Reference solution (a): Dissolve 25.0 mg of baclofen impurity A CRS in the mobile phase and dilute to 10.0 mL with the mobile phase.
Reference solution (b): Dilute 1.0 mL of reference solution (a) to 100.0 mL with the mobile phase.
Reference solution (c): Dilute 2.0 mL of the test solution to 100.0 mL with the mobile phase.
Reference solution (d): Dilute 2.0 mL of the test solution and 2.0 mL of reference solution (a) to 100.0 mL with the mobile phase.
Column:
— size: l = 0.25 m, Ø = 4.0 mm;
— stationary phase: octadecylsilyl silica gel for chromatography R (10 μm).
Mobile phase: Dissolve 1.822 g of sodium hexanesulfonate R in 1 L of a mixture of 560 volumes of water R, 440 volumes of methanol R and 5 volumes of glacial acetic acid R.
Flow rate: 2.0 mL/min.
Detection: Spectrophotometer at 266 nm.
Injection: 20 μL of the test solution and reference solutions (b), (c) and (d).

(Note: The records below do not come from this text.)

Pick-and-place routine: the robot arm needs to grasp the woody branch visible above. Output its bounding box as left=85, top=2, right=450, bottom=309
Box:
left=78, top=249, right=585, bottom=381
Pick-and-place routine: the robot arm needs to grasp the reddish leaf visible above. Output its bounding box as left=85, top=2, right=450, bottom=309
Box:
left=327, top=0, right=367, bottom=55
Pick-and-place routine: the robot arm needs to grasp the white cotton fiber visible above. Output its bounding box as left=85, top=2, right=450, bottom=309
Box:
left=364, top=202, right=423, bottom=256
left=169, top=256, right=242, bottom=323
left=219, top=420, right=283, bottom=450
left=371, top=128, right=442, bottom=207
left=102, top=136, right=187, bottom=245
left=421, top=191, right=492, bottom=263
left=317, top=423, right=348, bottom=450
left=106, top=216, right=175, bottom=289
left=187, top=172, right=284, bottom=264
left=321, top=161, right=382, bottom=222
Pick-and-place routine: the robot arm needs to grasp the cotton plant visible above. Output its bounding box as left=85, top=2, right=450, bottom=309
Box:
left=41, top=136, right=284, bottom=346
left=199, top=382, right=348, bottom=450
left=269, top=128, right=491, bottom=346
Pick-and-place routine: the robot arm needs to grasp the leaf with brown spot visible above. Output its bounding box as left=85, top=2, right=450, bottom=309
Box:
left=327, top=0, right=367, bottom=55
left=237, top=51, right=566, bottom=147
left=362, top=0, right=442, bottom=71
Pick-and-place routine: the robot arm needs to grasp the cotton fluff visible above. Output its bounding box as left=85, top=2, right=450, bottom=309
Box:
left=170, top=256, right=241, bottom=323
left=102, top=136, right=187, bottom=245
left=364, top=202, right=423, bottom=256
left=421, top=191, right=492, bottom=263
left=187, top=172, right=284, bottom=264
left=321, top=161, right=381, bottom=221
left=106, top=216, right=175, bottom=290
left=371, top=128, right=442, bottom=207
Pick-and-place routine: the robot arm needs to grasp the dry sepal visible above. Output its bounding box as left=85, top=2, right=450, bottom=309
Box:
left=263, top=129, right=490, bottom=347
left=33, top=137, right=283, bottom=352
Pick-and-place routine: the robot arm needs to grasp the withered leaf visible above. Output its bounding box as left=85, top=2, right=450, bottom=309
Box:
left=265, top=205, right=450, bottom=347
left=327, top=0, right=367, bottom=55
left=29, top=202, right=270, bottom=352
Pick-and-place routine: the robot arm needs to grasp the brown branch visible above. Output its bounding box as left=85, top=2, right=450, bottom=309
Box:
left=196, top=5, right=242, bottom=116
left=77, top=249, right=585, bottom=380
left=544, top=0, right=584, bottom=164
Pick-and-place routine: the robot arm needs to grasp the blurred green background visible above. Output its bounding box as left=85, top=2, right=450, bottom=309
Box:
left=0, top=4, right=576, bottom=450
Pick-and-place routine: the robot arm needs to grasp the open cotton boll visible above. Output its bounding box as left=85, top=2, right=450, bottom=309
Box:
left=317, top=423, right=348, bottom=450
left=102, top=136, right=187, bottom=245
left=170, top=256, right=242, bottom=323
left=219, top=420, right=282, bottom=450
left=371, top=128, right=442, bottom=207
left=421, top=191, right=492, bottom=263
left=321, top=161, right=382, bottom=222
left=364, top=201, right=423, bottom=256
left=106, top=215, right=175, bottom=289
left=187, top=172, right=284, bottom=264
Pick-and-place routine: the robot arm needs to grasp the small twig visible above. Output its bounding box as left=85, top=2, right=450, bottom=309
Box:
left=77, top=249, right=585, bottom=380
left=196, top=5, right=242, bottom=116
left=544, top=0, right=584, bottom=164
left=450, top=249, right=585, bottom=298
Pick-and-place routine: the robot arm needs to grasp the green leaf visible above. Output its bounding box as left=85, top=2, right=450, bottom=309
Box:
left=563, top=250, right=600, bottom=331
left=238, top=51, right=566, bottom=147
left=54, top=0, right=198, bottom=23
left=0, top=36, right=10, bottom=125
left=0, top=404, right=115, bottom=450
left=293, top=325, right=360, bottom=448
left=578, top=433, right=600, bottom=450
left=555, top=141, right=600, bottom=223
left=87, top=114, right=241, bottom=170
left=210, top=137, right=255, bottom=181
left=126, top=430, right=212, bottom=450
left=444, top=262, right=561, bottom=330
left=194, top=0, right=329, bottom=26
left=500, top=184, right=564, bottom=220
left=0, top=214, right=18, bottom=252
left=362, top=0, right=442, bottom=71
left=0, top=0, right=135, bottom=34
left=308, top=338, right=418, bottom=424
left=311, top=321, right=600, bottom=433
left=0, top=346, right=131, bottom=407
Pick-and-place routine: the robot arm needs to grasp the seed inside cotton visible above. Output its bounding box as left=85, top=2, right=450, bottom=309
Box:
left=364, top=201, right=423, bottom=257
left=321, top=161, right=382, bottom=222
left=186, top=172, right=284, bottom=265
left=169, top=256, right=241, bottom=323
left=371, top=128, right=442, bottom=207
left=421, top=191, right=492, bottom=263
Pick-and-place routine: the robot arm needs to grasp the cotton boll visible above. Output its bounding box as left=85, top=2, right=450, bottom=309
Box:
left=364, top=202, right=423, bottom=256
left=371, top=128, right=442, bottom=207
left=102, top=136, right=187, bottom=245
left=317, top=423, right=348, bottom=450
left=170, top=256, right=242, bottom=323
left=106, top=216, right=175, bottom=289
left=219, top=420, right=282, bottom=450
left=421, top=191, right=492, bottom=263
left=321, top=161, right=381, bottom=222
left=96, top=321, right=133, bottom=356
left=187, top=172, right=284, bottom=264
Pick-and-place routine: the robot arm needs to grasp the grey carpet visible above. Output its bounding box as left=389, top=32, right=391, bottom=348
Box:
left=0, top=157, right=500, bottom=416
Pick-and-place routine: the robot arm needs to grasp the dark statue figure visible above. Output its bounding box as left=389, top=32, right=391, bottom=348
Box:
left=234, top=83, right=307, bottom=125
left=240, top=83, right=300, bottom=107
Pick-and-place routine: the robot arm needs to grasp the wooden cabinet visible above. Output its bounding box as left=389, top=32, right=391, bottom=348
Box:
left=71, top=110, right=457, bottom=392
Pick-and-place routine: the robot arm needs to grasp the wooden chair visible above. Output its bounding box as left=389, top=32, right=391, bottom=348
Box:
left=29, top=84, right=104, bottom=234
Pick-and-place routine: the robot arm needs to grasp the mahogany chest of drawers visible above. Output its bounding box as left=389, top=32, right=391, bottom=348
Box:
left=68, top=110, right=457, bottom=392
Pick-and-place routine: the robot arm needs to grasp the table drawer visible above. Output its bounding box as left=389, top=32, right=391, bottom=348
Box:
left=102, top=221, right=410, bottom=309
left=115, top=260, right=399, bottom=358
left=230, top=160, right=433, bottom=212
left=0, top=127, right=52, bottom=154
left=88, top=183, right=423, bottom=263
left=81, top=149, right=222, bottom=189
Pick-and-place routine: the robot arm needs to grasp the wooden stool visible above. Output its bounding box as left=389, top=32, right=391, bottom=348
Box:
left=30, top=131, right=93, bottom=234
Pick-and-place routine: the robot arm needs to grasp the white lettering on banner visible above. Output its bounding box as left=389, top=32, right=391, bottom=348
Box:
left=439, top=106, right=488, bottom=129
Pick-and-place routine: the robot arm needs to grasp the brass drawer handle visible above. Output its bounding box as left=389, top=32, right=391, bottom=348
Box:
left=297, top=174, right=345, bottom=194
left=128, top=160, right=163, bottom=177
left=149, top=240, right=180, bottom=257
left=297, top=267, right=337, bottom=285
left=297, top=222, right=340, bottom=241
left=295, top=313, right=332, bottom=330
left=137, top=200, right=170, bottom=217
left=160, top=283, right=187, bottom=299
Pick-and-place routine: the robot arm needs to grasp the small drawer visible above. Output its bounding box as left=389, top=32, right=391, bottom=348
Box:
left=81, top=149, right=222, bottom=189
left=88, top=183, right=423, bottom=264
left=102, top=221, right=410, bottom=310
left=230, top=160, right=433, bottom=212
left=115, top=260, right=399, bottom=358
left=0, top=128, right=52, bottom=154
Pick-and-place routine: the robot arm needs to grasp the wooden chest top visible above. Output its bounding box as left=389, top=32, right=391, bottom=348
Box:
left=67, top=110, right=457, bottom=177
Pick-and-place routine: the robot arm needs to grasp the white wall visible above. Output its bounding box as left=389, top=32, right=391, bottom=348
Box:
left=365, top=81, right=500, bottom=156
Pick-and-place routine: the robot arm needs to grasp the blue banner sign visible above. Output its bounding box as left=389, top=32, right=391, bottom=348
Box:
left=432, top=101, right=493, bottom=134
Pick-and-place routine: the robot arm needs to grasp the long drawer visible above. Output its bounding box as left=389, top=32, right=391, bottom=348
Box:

Run time: 5 times the retention time of baclofen.
System suitability: Reference solution (d):
— resolution: minimum 2.0 between the peaks due to baclofen and impurity A.
Limits:
— impurity A: not more than the area of the principal peak in the chromatogram obtained with reference solution (b) (1.0 per cent);
— total: not more than the area of the principal peak in the chromatogram obtained with reference solution (c) (2.0 percent).
Water (2.5.12)
Maximum 1.0 per cent, determined on 1.000 g.
Sulfated ash (2.4.14)
Maximum 0.1 per cent, determined on 1.0 g.
ASSAY
Dissolve 0.1500 g in 50 mL of anhydrous acetic acid R. Titrate with 0.1 M perchloric acid, determining the end-point potentiometrically (2.2.20).
1 mL of 0.1 M perchloric acid is equivalent to 21.37 mg of C10H12ClNO2.
IMPURITIES
Specified impurities A.
Other detectable impurities (the following substances would, if present at a sufficient level, be detected by one or other of the tests in the monograph. They are limited by the general acceptance criterion for other/unspecified impurities and/or by the general monograph Substances for pharmaceutical use (2034). It is therefore not necessary to identify these impurities for demonstration of compliance. See also 5.10. Control of impurities in substances for pharmaceutical use) B.
A. (4RS)-4-(4-chlorophenyl)pyrrolidin-2-one,
B. (3RS)-5-amino-3-(4-chlorophenyl)-5-oxopentanoic acid.